Dáil debates

Wednesday, 16 September 2020

Ceisteanna ó Cheannairí - Leaders' Questions

 

12:10 pm

Photo of Micheál MartinMicheál Martin (Cork South Central, Fianna Fail) | Oireachtas source

I express my deepest sympathies to Pat Smullen's wife, Frances, and his family. He was an iconic figure in the racing world who is deeply mourned by his family and friends. I salute his absolute courage and commitment to cancer care and in taking on what was the greatest challenge in his life.

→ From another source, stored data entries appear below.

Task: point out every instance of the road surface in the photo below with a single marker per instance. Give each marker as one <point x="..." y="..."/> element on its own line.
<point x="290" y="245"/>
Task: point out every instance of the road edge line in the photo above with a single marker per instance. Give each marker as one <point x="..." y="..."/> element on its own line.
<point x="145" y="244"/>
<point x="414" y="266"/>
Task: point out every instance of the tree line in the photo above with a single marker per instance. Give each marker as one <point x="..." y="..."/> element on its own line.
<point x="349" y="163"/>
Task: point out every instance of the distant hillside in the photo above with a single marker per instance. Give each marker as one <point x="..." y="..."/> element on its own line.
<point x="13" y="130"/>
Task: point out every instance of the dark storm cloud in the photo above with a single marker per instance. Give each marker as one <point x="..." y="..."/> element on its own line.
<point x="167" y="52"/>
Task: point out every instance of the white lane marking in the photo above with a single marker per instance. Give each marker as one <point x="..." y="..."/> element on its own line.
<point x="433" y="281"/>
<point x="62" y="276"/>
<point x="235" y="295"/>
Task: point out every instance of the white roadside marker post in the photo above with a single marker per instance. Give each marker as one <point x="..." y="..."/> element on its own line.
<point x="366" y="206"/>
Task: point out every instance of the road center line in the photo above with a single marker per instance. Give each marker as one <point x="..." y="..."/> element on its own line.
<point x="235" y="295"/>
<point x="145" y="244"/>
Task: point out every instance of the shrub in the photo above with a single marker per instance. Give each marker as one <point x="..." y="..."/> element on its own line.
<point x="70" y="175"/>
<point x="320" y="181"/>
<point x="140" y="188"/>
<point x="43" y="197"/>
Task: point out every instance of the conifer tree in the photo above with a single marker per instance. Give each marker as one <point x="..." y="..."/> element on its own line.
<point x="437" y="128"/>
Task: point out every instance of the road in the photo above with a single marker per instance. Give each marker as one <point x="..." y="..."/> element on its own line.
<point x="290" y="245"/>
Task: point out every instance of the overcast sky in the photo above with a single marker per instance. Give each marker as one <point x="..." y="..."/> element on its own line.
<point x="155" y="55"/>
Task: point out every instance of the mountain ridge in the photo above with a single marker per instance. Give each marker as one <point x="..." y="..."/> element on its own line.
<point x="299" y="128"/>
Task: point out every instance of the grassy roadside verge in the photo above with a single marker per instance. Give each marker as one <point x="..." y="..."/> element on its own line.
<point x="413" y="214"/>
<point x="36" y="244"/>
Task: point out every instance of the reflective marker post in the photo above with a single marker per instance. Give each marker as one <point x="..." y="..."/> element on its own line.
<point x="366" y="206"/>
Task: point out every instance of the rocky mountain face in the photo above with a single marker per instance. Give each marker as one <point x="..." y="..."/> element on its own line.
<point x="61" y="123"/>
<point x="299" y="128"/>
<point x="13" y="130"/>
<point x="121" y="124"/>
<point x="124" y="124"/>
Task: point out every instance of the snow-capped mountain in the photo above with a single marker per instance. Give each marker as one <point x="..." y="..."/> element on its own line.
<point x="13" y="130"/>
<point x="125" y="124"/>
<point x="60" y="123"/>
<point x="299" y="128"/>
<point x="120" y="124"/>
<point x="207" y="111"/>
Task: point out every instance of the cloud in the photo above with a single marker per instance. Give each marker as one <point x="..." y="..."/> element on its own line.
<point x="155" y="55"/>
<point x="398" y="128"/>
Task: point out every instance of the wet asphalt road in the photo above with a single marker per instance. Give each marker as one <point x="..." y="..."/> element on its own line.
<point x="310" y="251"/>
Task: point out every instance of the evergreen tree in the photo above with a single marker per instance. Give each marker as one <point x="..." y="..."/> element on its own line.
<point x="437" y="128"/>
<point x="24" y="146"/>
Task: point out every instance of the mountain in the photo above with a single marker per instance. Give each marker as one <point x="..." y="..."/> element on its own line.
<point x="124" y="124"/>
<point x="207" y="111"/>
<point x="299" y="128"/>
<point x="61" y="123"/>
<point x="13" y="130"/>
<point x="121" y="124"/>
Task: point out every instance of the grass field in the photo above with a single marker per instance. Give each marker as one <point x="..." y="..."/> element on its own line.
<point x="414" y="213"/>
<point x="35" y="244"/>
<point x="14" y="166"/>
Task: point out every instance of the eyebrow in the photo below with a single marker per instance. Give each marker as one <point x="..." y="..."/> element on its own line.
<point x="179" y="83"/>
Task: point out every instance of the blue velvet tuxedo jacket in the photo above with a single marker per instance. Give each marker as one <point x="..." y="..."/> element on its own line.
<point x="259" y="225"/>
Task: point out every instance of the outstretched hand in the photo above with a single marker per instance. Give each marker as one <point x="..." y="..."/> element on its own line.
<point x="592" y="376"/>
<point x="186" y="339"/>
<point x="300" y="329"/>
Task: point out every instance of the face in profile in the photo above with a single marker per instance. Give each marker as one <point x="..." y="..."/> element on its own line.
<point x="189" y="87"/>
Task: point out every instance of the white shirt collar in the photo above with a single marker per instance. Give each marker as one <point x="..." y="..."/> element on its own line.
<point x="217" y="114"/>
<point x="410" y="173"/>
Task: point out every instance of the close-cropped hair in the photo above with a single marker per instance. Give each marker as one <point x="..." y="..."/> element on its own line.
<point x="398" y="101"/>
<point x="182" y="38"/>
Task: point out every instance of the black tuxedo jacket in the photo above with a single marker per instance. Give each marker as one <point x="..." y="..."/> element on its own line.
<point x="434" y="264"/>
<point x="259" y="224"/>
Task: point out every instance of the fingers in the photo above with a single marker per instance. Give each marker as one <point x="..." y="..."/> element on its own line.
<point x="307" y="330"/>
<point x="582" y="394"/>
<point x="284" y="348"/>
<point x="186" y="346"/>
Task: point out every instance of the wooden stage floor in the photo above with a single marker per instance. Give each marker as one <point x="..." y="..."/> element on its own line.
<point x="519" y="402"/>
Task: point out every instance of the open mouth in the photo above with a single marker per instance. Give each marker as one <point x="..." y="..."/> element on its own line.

Just because Deputy McDonald says things does not mean they are true. The Deputy has a habit of deliberately distorting and undermining genuine and significant efforts in regard to dealing with Covid-19 and in her own commentary and contribution tends to evade the hard questions as well, particularly in regard to Dublin. I look forward to the Deputy's support next week in terms of whatever advice comes from NPHET. I would appreciate that support as the Government may implement that particular advice.

On testing, today the HSE has surpassed the 1 million test mark in this country. Last week, there was a 70% increase in community testing requests from general practitioners, GPs. The system has managed to deal and cope with that. Obviously the return of our schools has created additional pressures, as is the case all over Europe. Interestingly, the positivity rate for children tested between 0 to 14 is less than 1%. There is a daily capacity of 15,000 for community and acute hospitals. The HSE will say that this is more crucial than the 100,000 weekly figure. Some 11,000 is for community tests where spikes are identified and the remainder is for capacity in our acute hospitals. It is quite significant in terms of what has been achieved to date. This week, thus far, there have been further increases in testing requests but there is more swabbing capacity in place and testing sites ready to deal with it. On average, there will be 10,000 community swabs per day alongside 3,000 in hospitals. In terms of serial testing, 12,000 tests are expected from nursing homes, 4,000 from meat plants and 3,000 from direct provision. This week, the HSE will reach its highest ever number of swabs taken and tests processed and this will continue to improve. Let us acknowledge the significant ramping up of the testing system. There is road to go yet. The system was set up mid-flight as the pandemic took hold.

Deputy McDonald made the statement that the plan is sketchy. The plan is not sketchy. It is very specific in terms of creating a dedicated workforce for testing in the country. The Deputy would know that if she read the plan. A 3,000 strong workforce is to be employed. That is provided for in the plan. That specific figure is in it. Currently, the HSE is recruiting 700 people to take swabs and 500 contact tracing staff. Those are specific figures that are in the plan. The Deputy knows that yet she chooses deliberately to distort and seek to mislead in regard to it. The plan provides for 30 test centres, a minimum of one test centre per county, six pop-up fleets, a number of dedicated contact tracing centres and the response to clusters as they emerge. The situation on testing is comprehensive. There is a clear plan to expand and ramp up testing further.

On the overall plan, it is a good plan in terms of the five levels. Ireland is one of the first EU member states to come up with a comprehensive plan of this kind. On Dublin, the advice presented to us by NPHET has been adopted by Government and made public. NPHET, as I said yesterday, may come forward with further advice in that regard on Thursday.